Peran Kebudayaan Daerah dan Birokrasi di Jawa dalam Argoforestry
Sebelum kedatangan bangsa Belanda, Indonesia diperintah dengan sistem kesultanan. Sekalipun lahan dianggap milik sultan yang berkuasa di Jawa, tetapi masyarakat masih lebih leluasa memiliki atau memungut hasil dari lahan tersebut dibandingkan dengan sistem yang dipaksakan Belanda. Bagi sultan, lahan hanya dianggap penting jika memberikan keuntungan ekonomis, atau menghasilkan buah dan kayu yang berguna, serta digarap oleh warganya. Pada awalnya, sultan memberikan hak bagi VOC hanya untuk memanen jati, dan tidak memberikan hak milik atas lahan. Tapi kemudian, VOC praktis merebut kekuasaan bukan hanya atas pohon-pohon, tetapi juga atas lahan dan penduduk setempat sebagai akibat luasnya kegiatan dan keterlibatan VOC dengan berbagai pihak.
Pada pemerintahan Indonesia merdeka, tingkat terendah pemerintahan adalah desa, dipimpin oleh seorang kepala desa yang dipilih setiap lima tahun sekali. Kepala desa, sebagai pemimpin resmi, mengurus pelaksanaan proyek-proyek pemerintah di masing-masing dusun di desanya. Pemimpin informal di Jawa biasanya berasal dari golongan kyai, pemimpin agama yang bertanggung jawab atas pemeliharaan masjid dan memimpin peribadahan di desa. Dalam struktur desa terdapat beberapa organisasi kemasyarakatan dan organisasi perempuan, sebuah mekanisme bagi warga desa untuk mendapatkan manfaat dari proyekproyek peternakan, keluarga berencana, perayaan hari besar, olahraga, dan kerja bakti membangun sekolah atau jalan desa.
Beberapa desa kemudian membentuk sebuah kecamatan dan beberapa kecamatan menjadi sebuah kabupaten atau kotamadya. Pemerintahan daerah kabupaten terdiri atas bupati, sebagai kepala eksekutif, dan DPRD, yang bertugas mengembangkan tata aturan di daerah. Anggota DPRD yang dicalonkan oleh partai dipilih melalui sebuah pemilihan langsung oleh warga.

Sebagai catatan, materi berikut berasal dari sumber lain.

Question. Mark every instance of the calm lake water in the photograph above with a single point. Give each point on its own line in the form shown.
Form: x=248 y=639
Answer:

Anggota DPRD ini kemudian memilih bupati. Mulai tahun 2004, anggota DPRD dan bupati dipilih secara langsung oleh rakyat. Kabupaten-kabupaten ini kemudian tergabung dalam satu propinsi, di Jawa terdapat lima propinsi, yaitu Banten, Jawa Barat, Daerah Khusus Ibukota Jakarta, Jawa Tengah, Daerah Istimewa Yogyakarta, dan Jawa Timur.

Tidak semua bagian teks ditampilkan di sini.